Monty Python and the Holy Grail
Credit: Holy Grail: Kobal Collection

”It has some quite funny moments…a fairly exciting story…and some low-budget adventure.” That’s the come-on in the original British trailer for Monty Python and the Holy Grail, and the fact that the line is delivered in Chinese only makes the offer harder to ignore. One of the funniest films ever made (”What, the curtains?”) turns out to have been among the lowest in budget, according to the commentaries on this two-disc set. The use of coconuts clopped together instead of actual horses? ”It was funny,” says Michael Palin, ”but then it turned out it was also cheap.” King Arthur’s massive army in the final scene? University students hired, as John Cleese recalls, ”for about a banana-and-a-half a day.” Those varied castle interiors? Mostly shot in the Scottish castle of Doune. ”It’s amazing what you can do with a few bits of hanging tapestries,” says Palin.

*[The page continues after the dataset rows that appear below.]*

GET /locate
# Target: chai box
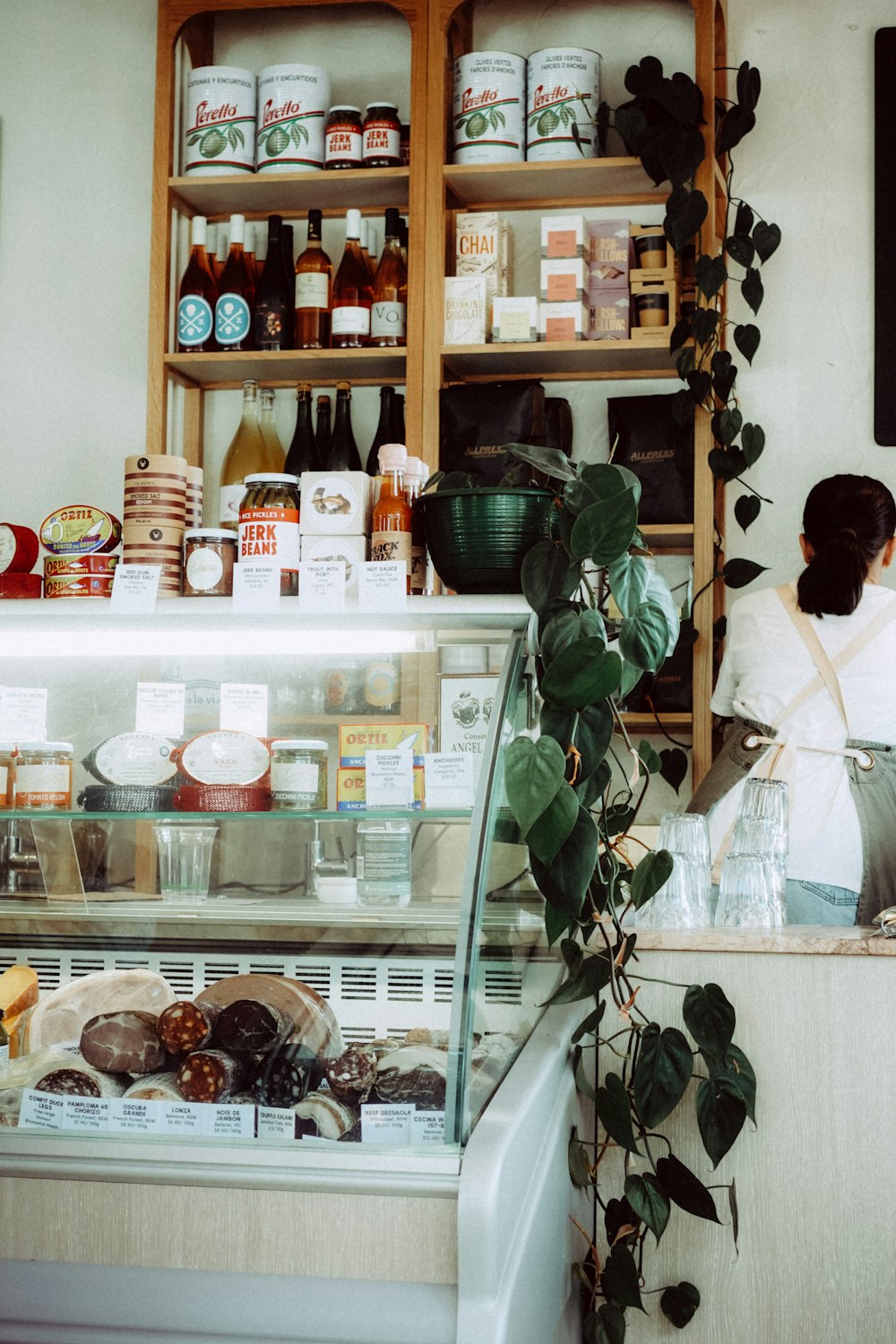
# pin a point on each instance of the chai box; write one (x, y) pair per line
(563, 322)
(465, 309)
(335, 504)
(514, 319)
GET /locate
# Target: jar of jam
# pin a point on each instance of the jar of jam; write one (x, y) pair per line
(269, 526)
(7, 774)
(298, 776)
(382, 136)
(210, 554)
(343, 139)
(43, 776)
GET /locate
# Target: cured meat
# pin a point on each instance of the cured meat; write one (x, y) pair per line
(252, 1026)
(123, 1043)
(323, 1116)
(209, 1075)
(153, 1088)
(314, 1019)
(352, 1075)
(185, 1026)
(287, 1075)
(61, 1015)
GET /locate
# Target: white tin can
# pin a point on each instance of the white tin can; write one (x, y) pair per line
(293, 102)
(220, 120)
(563, 91)
(489, 99)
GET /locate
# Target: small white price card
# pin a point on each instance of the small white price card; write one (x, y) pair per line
(134, 1117)
(274, 1123)
(134, 588)
(322, 586)
(255, 588)
(389, 779)
(182, 1117)
(228, 1121)
(160, 709)
(382, 586)
(427, 1126)
(85, 1113)
(244, 707)
(40, 1110)
(23, 712)
(387, 1124)
(449, 780)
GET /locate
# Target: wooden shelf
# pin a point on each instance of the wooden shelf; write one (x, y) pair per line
(597, 182)
(257, 195)
(565, 360)
(284, 368)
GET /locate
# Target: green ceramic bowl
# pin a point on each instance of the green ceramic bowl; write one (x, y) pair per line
(478, 538)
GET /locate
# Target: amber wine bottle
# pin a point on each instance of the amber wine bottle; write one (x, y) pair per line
(249, 453)
(314, 282)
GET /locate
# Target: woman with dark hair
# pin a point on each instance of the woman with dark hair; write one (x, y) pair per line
(809, 679)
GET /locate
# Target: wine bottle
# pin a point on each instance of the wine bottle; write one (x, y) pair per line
(392, 524)
(247, 453)
(314, 282)
(198, 295)
(352, 292)
(289, 281)
(390, 289)
(236, 295)
(323, 432)
(343, 452)
(303, 451)
(269, 427)
(383, 430)
(273, 297)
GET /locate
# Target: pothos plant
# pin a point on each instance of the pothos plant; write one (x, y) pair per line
(573, 811)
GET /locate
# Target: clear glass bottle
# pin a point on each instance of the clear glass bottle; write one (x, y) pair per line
(390, 289)
(352, 292)
(383, 863)
(247, 454)
(198, 295)
(314, 284)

If the ”Holy Grail” DVD doesn’t put its own format through a grand conceptual meat grinder the way the ”Python” CD-ROM did a few years back, it still tweaks the disc fetishist in welcome ways. Yes, there are audio commentaries — one from directors Terry Jones and Terry Gilliam, the other featuring Palin, Cleese, and Eric Idle — and the usual click-through galleries of photos and production art. There’s also a lovely video documentary in which a middle-aged Palin and Jones huff and puff their way up to original ”Grail” locations. There are even some new comedy bits: a ”Coconut Information Division” sketch featuring Palin, and a shot-for-shot Lego re-creation of the ”Camelot” musical number. But how many DVDs allow you to watch the entire film while reading subtitles from ”Henry IV Part II”? And who else but the Pythons would start the film with several minutes of a justly forgotten British comedy called Dentist on the Job? ”We must have been just young and very foolish,” sighs Palin at one point. They’re still foolish, luckily.